New South Wales, 1817. Margaret Catchpole is stranded at a settler's homestead as the floodwater draws in, and she finds herself facing death - as she has several times before. She looks back over her life - the complex and stormy partnership with Will Laud, a 'hell-born-babe', that led her into the world of smuggling and in to a double life. After Will is forced to flee the country, Margaret is taken on as a nursemaid by the wealthy Cobbold family, but a crime against them means she is tried and sentenced to hang. She avoids death but when an elaborate gaol escape fails, Will is shot dead and Margaret captured. Sentenced once more to hang, she looks death full in the face. But she doesn't die.
Her sentence is transmuted to transportation for life to Australia. The novel explores a deeply divided society. Ironically, by reaching the lowest depths and being cast out by the society which spawned her, Margaret finds her true role as an independent pioneer in a young colony.
What did you like best about Scapegallows? What did you like least?

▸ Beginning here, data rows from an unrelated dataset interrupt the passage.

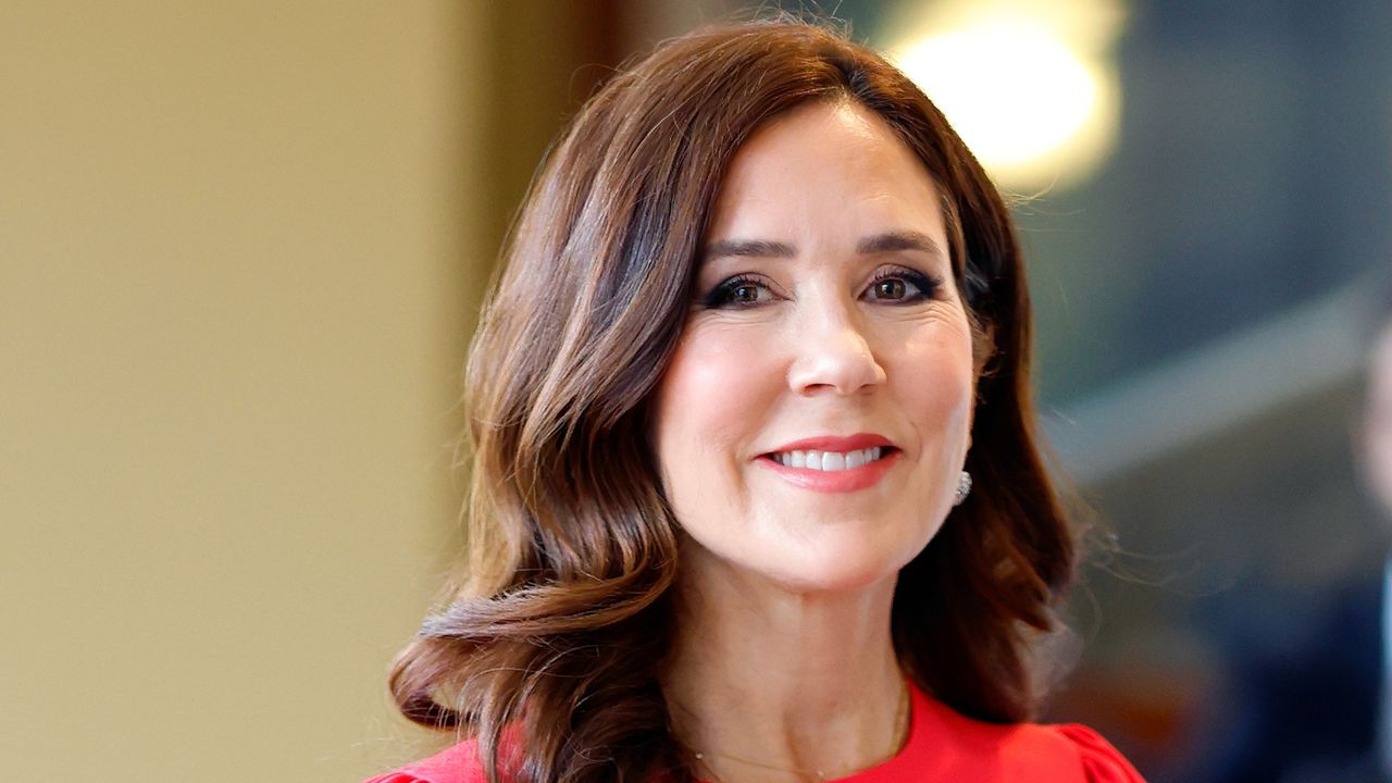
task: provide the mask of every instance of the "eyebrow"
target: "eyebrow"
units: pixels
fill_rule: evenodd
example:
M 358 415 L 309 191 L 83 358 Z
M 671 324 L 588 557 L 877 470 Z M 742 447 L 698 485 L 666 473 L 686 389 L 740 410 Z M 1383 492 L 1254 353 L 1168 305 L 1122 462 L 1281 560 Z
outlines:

I was looking for a historical fiction set in Australia, which I thought this book would be. It starts out in Australia, gets exciting, and then abruptly, becomes a very lengthy, detailed life story of the main character. I made it to chapter 77 out of 87 chapters, and she's still not in Australia. I can't take it any more. I'm returning it. The only thing that kept me listening this long is the performer. It's a lovely story, but in excruciating detail. It's nearly a day by day account of her entire life...and other than one chapter so far, all of the 77 chapters I've listened to are set in England. And she's still there.
Have you listened to any of Anna Bentinck’s other performances before? How does this one compare?
No, but she's absolutely fabulous. Her performance is the only thing that kept me hanging in for so long.
Any additional comments?
The main character makes stupid decision after stupid decision because of a love for a man who never asks her to marry him and she never expects him to. That's enormously frustrating to listen to, too.